The uneven geography of new business formation tracks very closely with that of access to capital — particularly venture and other forms of risk capital. Addressing the former challenge will surely involve tackling the latter. Without mitigating these disparities, the trend towards increasing concentration documented here may even accelerate, given that today’s largest economic centers are the few remaining places producing tomorrow’s new businesses.
The new map of growth and recovery points to very different futures for American communities. These findings suggest that the gains from growth have and will continue to consolidate in the largest and most dynamic counties and leave other areas searching for their place in the emerging economic landscape.
The good news is that smaller cities have some advantages (much lower costs, for example) and they can generate meaningful, stable expansion of jobs and new businesses if they organize their efforts to maximize those advantages--and if they welcome new enterprises with an uncluttered, low-cost pathway to starting up.
There are a variety of messages buried in this data. One is: the more dynamic the business environment, the greater the opportunities to build networks, disrupt vested interests and find niches for small enterprises.
Cities that think luring one big corporation to locate a factory or office park in their area is the answer are deluded; that one big employer can decide to relocate or shut down operations in a heartbeat.

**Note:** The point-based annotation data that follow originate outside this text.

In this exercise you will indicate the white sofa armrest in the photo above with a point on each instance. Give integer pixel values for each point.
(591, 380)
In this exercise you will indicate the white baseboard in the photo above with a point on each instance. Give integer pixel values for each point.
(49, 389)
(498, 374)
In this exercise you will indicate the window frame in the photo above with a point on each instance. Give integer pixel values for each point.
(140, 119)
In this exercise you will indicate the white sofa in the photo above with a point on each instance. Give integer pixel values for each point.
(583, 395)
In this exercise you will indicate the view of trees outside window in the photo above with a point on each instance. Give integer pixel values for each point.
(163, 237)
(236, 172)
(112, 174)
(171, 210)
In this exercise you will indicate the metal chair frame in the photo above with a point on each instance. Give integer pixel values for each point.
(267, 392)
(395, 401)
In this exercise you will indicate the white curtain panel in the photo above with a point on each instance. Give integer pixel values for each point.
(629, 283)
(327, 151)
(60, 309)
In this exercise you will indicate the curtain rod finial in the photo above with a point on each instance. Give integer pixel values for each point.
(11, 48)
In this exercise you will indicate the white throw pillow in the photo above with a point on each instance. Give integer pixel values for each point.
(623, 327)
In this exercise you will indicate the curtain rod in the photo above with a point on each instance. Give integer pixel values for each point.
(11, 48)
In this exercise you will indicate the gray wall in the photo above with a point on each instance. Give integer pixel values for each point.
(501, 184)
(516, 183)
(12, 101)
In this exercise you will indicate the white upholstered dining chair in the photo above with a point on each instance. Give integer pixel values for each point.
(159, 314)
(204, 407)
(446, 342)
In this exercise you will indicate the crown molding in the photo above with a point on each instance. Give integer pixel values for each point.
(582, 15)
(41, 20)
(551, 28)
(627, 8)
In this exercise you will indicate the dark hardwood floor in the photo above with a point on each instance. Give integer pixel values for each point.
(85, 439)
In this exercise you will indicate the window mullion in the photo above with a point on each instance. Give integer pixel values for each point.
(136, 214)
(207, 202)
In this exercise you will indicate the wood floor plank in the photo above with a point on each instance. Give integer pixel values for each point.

Maintaining the status quo of red tape, high taxes, high junk fees and indifference to small business realities guarantees decline and failure. The motto of the most dynamic elements of our economy is: trust the network, not the corporation or the state.
The local government can help by eliminating statutes and requirements that serve to protect sclerotic vested interests (forcing people such as florists to get absurdly unnecessary professional licenses, for example) or it can hinder it by looking on small business as tax donkeys who should be grateful for a chance to open a biz in town.
Guess what, folks--the tax donkeys can go elsewhere, to places where they are either welcomed or celebrated.
It's all about networks and network effects: this may sound high-tech, but it's just as true for a bakery as it is for a software company.